James scored 32 points and grabbed eight rebounds, ailing Dwyane Wade matched his best effort of this postseason with 21 points, and the Heat ran away from the Indiana Pacers 99-76 in Game 7 of the Eastern Conference finals on Monday night.
Next up for Miami: Game 1 of the title round, at home against the San Antonio Spurs on Thursday.
“This is what it’s all about,” James said. “I dreamed about opportunities like this as a kid to have a Game 7, no matter at home or on the road. And that game allows you to advance to the finals. I have had multiple dreams about it. To see a dream become a reality, I’m just very blessed. Our team is blessed. And we’re just happy that we are able to represent the Eastern Conference in the finals.”
The first six games of the East finals went like this for the Heat: Win, loss, win, loss, win, loss.
Form held in Game 7, though there wasn’t much doubt about this outcome.
A series that had an aggregate score of Heat 569, Pacers 564 through the first six games ended with a runaway, with the Heat leading by as many as 28 at one point.

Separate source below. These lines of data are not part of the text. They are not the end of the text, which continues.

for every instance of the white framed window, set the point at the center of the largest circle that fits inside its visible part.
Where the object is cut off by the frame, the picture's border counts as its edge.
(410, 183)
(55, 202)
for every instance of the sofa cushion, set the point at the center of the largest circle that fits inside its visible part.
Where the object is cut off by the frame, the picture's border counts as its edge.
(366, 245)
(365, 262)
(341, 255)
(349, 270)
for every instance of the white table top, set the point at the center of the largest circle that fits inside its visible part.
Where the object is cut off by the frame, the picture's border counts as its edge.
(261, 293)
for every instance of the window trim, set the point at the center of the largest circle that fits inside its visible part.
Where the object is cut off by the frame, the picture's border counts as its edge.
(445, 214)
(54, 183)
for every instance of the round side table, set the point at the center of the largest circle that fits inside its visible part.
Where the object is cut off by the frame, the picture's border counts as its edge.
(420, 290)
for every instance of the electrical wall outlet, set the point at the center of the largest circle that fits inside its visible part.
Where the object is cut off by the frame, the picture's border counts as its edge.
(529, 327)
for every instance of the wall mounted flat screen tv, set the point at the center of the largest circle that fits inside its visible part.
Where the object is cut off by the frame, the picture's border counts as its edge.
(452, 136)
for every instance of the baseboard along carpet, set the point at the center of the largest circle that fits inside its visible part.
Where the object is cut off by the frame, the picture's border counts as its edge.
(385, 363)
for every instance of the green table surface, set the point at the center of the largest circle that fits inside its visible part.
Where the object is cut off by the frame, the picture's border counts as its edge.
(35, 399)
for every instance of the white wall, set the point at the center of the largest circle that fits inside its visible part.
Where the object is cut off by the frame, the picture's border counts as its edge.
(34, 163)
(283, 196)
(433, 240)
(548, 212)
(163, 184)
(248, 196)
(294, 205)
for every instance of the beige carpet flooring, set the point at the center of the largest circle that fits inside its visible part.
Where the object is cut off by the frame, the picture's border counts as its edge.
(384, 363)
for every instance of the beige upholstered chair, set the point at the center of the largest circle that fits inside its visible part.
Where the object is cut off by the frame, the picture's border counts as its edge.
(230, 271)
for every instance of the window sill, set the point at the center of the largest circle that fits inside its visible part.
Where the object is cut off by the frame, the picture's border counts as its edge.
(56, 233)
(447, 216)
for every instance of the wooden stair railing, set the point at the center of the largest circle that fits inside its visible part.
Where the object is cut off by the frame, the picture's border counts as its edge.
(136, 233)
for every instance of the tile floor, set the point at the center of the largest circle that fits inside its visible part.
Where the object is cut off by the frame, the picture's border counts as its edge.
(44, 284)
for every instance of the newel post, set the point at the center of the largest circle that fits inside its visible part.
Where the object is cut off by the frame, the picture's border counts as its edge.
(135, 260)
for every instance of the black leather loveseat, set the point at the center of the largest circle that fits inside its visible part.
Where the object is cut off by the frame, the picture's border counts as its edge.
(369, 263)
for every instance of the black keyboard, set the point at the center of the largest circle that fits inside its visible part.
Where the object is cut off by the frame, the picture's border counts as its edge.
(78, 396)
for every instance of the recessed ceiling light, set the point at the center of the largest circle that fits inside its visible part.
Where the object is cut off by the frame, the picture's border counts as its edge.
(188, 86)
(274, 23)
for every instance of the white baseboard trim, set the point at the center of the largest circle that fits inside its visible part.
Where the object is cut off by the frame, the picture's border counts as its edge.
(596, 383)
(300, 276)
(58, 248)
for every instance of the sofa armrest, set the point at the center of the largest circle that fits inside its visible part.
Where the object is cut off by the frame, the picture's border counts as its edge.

And many of the things that they were criticized for throughout the series — not being aggressive, not getting enough from Wade, not getting enough rebounds — were huge pluses on Monday night.
The aggression was spearheaded by James at both ends, starting with his lockdown defense on Paul George and outscoring the Pacers from the foul line himself, 15-14. Wade had the bounce-back night he and his painful right knee have needed for a while, not just with the 21 points but with a game-high six offensive rebounds. And the Heat controlled the backboards, winning the rebound matchup 43-36.
“Moments like this can define your career,” Wade said. “Situations when you’re looking like … when everyone is counting you out, you’re looking down, to see how you respond. And I feel like we as a team, we respond very well. I feel like we have individuals on our team that respond very well when adversity hits.”
Roy Hibbert scored 18 points for the Pacers, who got 14 from David West, 13 from George Hill and 10 from Lance Stephenson. All-Star Paul George was held to seven points on 2-for-9 shooting and fouled out early in the fourth quarter.
George was the last Indiana player on the floor as Miami prepped for its postgame celebration, shaking any hand he could find before being walked toward the visiting locker room by Pacers coach Frank Vogel, who slung an arm over his star’s shoulder.
His time will likely come — someday.